= Corey Rodriguez =

American boxer

Corey Rodriguez is a retired professional super welterweight boxer from Minneapolis, Minnesota.

==Personal life==
Rodriguez is a native of Minneapolis, and a graduate of Robbinsdale Cooper High School in New Hope, Minnesota

==Amateur career==
Corey Rodriguez had a long and successful amateur career.

==Professional career==

Rodriguez made his professional debut against John Hoffman on September 29, 2007, winning by first round TKO. He compiled four straight wins to start his career, before losing at majority decision to 10-0 Dave Peterson in 2009. Rodriguez endured a difficult stretch from his fifth through his eleventh bouts, recording two wins, three losses, and two draws during that period, culminating in a loss by technical decision to Jamal James on October 27, 2012.
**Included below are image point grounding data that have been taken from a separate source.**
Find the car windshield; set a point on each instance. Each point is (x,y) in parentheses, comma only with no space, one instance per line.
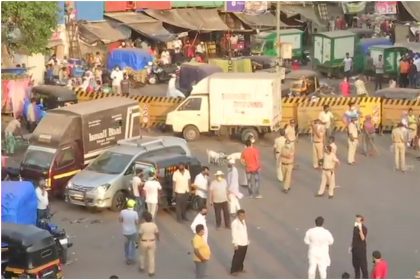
(38,158)
(110,163)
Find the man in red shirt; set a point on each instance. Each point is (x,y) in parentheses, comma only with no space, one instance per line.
(380,268)
(251,159)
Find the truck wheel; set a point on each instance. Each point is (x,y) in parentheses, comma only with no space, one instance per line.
(118,201)
(247,133)
(191,133)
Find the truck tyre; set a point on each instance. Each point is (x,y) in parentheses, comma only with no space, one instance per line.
(191,133)
(118,201)
(248,132)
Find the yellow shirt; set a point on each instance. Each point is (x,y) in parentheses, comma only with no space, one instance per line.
(202,247)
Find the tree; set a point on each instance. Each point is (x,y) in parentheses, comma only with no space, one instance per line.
(28,26)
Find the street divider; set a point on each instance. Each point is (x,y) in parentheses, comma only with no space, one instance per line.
(309,109)
(384,112)
(392,111)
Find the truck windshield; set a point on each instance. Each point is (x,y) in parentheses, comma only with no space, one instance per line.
(110,163)
(39,157)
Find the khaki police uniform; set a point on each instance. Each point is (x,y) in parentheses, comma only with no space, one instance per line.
(328,174)
(287,155)
(278,145)
(290,133)
(353,135)
(399,148)
(318,135)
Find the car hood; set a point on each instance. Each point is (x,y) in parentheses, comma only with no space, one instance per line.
(91,179)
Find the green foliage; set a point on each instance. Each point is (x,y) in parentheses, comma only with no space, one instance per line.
(28,26)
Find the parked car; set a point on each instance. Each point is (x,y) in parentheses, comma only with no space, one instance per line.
(105,182)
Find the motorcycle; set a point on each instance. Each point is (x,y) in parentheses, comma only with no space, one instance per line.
(61,238)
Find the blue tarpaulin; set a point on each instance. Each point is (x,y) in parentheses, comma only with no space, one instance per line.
(18,203)
(134,58)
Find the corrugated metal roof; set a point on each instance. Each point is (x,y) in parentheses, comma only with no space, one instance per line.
(92,32)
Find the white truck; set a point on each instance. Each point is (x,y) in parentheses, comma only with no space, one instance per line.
(242,104)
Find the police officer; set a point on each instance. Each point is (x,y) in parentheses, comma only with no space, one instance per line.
(279,142)
(318,134)
(328,173)
(353,140)
(399,147)
(287,155)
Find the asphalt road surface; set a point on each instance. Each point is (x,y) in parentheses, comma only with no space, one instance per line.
(276,223)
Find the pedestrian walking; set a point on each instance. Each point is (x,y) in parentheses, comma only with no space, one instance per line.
(360,86)
(326,118)
(352,140)
(318,141)
(328,173)
(380,266)
(358,248)
(412,127)
(331,143)
(398,140)
(152,187)
(368,137)
(202,252)
(279,142)
(233,187)
(200,219)
(42,201)
(319,239)
(348,65)
(287,155)
(117,76)
(290,132)
(201,185)
(129,220)
(148,235)
(379,72)
(251,159)
(181,182)
(138,193)
(219,199)
(345,87)
(240,242)
(412,74)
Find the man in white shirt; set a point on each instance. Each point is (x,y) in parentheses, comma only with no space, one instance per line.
(240,243)
(319,239)
(117,76)
(201,184)
(200,219)
(326,118)
(181,187)
(129,220)
(42,201)
(348,65)
(151,189)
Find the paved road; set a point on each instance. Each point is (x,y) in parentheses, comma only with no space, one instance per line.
(276,223)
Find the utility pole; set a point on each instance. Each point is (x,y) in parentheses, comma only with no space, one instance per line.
(278,38)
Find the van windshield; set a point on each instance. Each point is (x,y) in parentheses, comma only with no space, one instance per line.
(38,158)
(110,163)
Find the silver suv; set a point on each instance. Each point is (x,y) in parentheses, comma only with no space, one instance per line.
(105,182)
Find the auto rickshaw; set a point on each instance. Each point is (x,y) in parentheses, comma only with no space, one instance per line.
(300,83)
(29,252)
(51,97)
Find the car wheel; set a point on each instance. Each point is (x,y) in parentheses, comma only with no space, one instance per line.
(118,201)
(191,133)
(247,133)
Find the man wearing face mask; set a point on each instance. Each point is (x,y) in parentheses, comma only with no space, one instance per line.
(200,219)
(358,248)
(181,187)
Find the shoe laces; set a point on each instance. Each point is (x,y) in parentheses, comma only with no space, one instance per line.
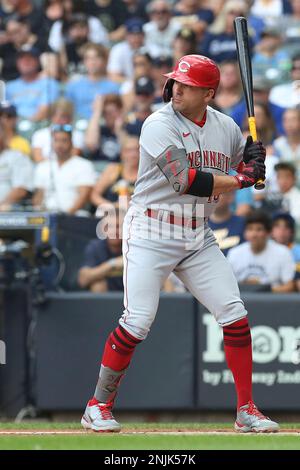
(254,411)
(105,410)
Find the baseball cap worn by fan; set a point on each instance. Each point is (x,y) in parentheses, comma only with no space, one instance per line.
(187,34)
(134,26)
(144,86)
(28,50)
(162,61)
(8,109)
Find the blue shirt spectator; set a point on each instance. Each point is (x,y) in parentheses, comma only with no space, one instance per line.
(228,228)
(83,91)
(30,93)
(28,97)
(98,252)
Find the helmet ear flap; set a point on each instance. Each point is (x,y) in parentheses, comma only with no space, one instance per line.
(168,89)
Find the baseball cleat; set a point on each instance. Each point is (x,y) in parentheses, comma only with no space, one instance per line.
(250,419)
(99,418)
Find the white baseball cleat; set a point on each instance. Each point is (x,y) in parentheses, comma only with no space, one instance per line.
(99,418)
(250,419)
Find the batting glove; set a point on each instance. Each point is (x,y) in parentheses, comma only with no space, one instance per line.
(253,150)
(253,171)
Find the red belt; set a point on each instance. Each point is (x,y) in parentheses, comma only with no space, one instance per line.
(172,219)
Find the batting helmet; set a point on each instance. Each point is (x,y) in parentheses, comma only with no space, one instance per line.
(194,70)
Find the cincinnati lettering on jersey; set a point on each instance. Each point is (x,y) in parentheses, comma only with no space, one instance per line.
(210,159)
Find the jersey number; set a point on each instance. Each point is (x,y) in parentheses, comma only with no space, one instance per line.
(213,199)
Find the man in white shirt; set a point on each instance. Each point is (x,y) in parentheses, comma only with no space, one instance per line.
(120,60)
(63,183)
(261,260)
(161,31)
(289,194)
(16,175)
(62,112)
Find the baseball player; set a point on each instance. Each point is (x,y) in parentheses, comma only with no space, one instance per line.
(186,151)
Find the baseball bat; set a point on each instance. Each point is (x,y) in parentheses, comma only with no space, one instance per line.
(244,60)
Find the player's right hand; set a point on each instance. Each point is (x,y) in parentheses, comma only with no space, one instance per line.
(253,171)
(253,150)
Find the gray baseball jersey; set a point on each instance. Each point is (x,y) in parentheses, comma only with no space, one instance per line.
(148,261)
(216,147)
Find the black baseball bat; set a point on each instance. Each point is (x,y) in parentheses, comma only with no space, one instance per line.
(244,60)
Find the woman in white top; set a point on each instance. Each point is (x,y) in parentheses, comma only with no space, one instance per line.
(97,32)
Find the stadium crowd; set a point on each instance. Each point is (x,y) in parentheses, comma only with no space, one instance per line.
(81,76)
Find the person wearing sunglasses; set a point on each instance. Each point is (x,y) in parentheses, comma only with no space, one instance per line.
(8,121)
(63,183)
(161,31)
(62,112)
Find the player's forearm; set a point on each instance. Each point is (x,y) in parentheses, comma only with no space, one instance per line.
(88,276)
(284,288)
(14,196)
(224,184)
(81,200)
(92,136)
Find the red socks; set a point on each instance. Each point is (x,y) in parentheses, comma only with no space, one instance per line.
(119,349)
(238,352)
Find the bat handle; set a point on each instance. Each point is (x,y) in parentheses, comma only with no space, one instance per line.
(260,184)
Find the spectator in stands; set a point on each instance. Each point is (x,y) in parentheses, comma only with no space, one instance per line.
(265,126)
(104,130)
(97,32)
(193,14)
(228,228)
(76,35)
(16,175)
(289,194)
(120,62)
(289,24)
(261,261)
(53,11)
(286,95)
(161,66)
(219,42)
(161,31)
(83,91)
(31,94)
(270,10)
(230,94)
(116,184)
(283,232)
(185,43)
(63,183)
(19,35)
(8,122)
(136,9)
(142,66)
(269,59)
(61,113)
(102,267)
(287,147)
(112,14)
(143,101)
(27,10)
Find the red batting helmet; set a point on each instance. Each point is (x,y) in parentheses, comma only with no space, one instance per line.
(194,70)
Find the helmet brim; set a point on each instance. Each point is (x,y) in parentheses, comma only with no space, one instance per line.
(182,78)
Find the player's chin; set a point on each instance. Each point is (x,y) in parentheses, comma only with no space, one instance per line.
(177,104)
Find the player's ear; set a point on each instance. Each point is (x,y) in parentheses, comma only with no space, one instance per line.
(210,93)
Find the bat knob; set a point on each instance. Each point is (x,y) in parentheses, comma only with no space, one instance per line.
(260,185)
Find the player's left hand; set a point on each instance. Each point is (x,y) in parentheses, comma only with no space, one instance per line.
(251,172)
(253,150)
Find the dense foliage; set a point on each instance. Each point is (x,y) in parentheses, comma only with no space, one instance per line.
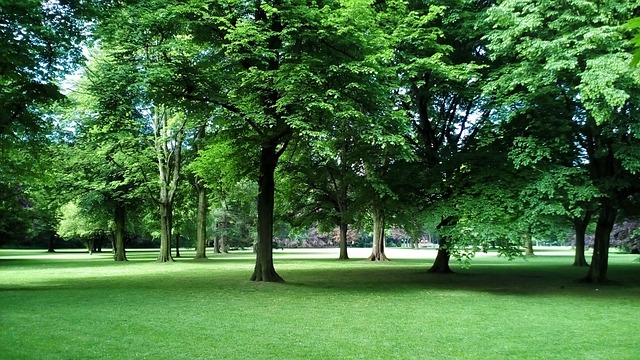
(478,124)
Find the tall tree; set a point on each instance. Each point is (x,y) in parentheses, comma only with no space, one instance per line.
(39,43)
(555,47)
(441,70)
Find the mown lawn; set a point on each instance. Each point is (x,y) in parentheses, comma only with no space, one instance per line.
(75,306)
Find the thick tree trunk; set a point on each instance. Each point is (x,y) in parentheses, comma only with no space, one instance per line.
(377,252)
(441,264)
(580,226)
(168,147)
(600,259)
(119,217)
(264,270)
(165,235)
(201,226)
(528,245)
(343,241)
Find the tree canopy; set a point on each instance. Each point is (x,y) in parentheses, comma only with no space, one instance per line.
(498,121)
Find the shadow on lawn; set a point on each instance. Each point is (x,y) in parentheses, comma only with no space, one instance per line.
(229,274)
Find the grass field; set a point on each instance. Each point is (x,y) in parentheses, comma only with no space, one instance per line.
(70,305)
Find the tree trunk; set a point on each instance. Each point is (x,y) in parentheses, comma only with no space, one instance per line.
(168,147)
(222,247)
(343,241)
(52,240)
(264,270)
(216,241)
(528,245)
(600,259)
(119,219)
(580,226)
(201,227)
(377,252)
(177,245)
(165,235)
(441,264)
(90,246)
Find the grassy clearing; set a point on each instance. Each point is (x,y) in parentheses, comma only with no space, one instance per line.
(76,306)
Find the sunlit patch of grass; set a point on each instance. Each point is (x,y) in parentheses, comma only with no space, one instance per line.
(76,306)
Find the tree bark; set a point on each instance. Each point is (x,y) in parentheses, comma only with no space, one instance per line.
(168,147)
(177,245)
(580,226)
(343,241)
(52,239)
(264,270)
(201,226)
(377,252)
(165,234)
(119,219)
(441,264)
(600,259)
(528,245)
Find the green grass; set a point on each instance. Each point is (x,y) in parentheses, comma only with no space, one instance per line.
(76,306)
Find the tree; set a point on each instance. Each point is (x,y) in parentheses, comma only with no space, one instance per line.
(555,47)
(440,68)
(39,43)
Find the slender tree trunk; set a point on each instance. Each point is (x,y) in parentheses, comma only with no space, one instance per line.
(343,241)
(600,259)
(580,226)
(168,147)
(216,242)
(165,234)
(52,240)
(528,245)
(201,226)
(119,219)
(90,246)
(441,264)
(177,245)
(222,247)
(377,252)
(264,270)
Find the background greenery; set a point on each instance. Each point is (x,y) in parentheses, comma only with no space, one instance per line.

Following the loss to James, Rodriguez's record in his next seven fights was 6-0-1, and he won the vacant Minnesota State Super Welterweight title against Stephen Watt in the main event of a boxing show in Minneapolis on June 13, 2014. In Rodriguez's next bout on August 2, 2014 he won a unanimous decision against 13-2-1 Brandon Quarles of Alexandria, Virginia. Following a period of inactivity Rodriguez announced his retirement at age 35 on December 31, 2014 finishing with a record of; won 12, lost 3, and drawn 3 boxing matches in his professional career.